Banks and/or/vs FinTech Startups: Is There a Fight?

The rapid rise of FinTech startups seems to be throwing some shade on the banks basking in the sun. As the payment technology evolves, FinTech startups are found to be more imaginative in making money handling easier for consumers. In fact, payment companies raised more than $1 billion just in Q1 2015. Although the FinTech startups sector is growing rapidly, it is unlikely they will replace the banks because they actually rely on existing bank accounts. However, FinTech startups tend to shrink the banks’ profitable sectors making it harder for banks to maintain low-margin services.

In addition to threatening the sources of profit, FinTech startups have an advantage of not being under the eye of strict governmental controls. They can easily embrace the latest technologies available to provide seamless experiences and continue to experiment with new services. On the contrary, banks are operating in a highly regulated environment and have to take into account numerous restrictions related to financial services.

The threat coming from FinTech startups may not be obvious now with the five biggest banks controlling nearly half of the financial industry counting assets in trillions. However, the decline may come in the near future with emerging investments in FinTech according to the SVB 2015 FinTech Report on Investment Trends in FinTech that provided a number of $3.1 billion invested into the FinTech sector in the last quarter of 2014 throughout 214 deals. Moreover, according the Accenture latest report on the Future of FinTech and Banking the global investment in FinTech ventures tripled to $12.21 billion in 2014 signifying 201% of global growth in comparison to previous year.

Nonetheless, the banking industry has the financial power to fight this upcoming decline. Banks have to adjust to fast a changing environment and the growing demand for customized services as well as leverage the meaning of technology in consumers’ lives. What are the ways in which banks could potentially beat FinTech startups in a fight for profitable customers?

One of the ways is mergers and acquisitions. Why waste time and effort on fighting them if you have the power to buy the competition. One of the recent examples is the fully digital bank Simple being acquired by BBVA for $117 million. A great advantage of acquisition is the potential to reach new audiences, gain experience in serving them and collect insights on how to do it successfully.
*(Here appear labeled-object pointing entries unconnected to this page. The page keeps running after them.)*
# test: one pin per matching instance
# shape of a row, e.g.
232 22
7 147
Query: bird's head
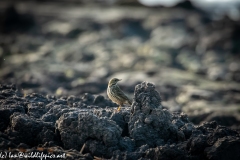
113 81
Another way the banking sector can fight the FinTech startups is creating mentorship programs and taking advantage of the experience for themselves. Bank of America Merrill Lynch, Citi, Barclays, HSBC, J.P. Morgan, Credit Suisse, Goldman Sachs and other banking industry giants got involved in FinTech Innovation Lab that is aimed to foster relationships between startups and banks. According to WSJ, in 2013 two $100 million FinTech funds were set up, SBT Venture Capital by Russian bank Sberbank and BBVA Ventures in Silicon Valley by Spanish bank BBVA.

So far, the ways the banking industry is responding to the challenge does not seem to be a fight; rather, there seems to be a tendency to learn and adopt the best from what FinTech startups have to offer in order to improve their own traditional financial services. Being ready to accept the coming threat, the desire to collaborate and invest for a better customer experience for positive industry evolution are key factors for the banks to stay relevant and move forward.

However, even if banks can benefit from collaboration with FinTechs it is crucial to understand the reasons why FinTech startups are so successful in serving the needs of large new segments. To understand those reasons banks need to dig deeper into the nature of the audience allured by FinTech startups. It is a consumer-centered approach of dealing with the potential threat.

One new generation of consumers of financial services are Millennials. They are known for disrupting industries, being technologically savvy and hungry for information and innovation. According to the The 2014 ICBA American Millennials and Community Banking Study millennials are the most diverse and the largest generation in America (79.8 million). They represent the generation that is swayed away from traditional banking by the innovative and fast changing FinTech sector. In fact, 74% of millennials stated the importance of mobile banking. For traditional banks, it means the necessity to improve and prioritize channels of communication and service that are preferred and important for such a large powerful audience. A number of studies made by institutions like Bank of America, FICO, BNY Mellon, National Endowment for Financial Education, U.S. News and EY are showing the importance and power of the millennials. They are the main influencers that banking industry should be focusing on to be able to move forward in the right direction.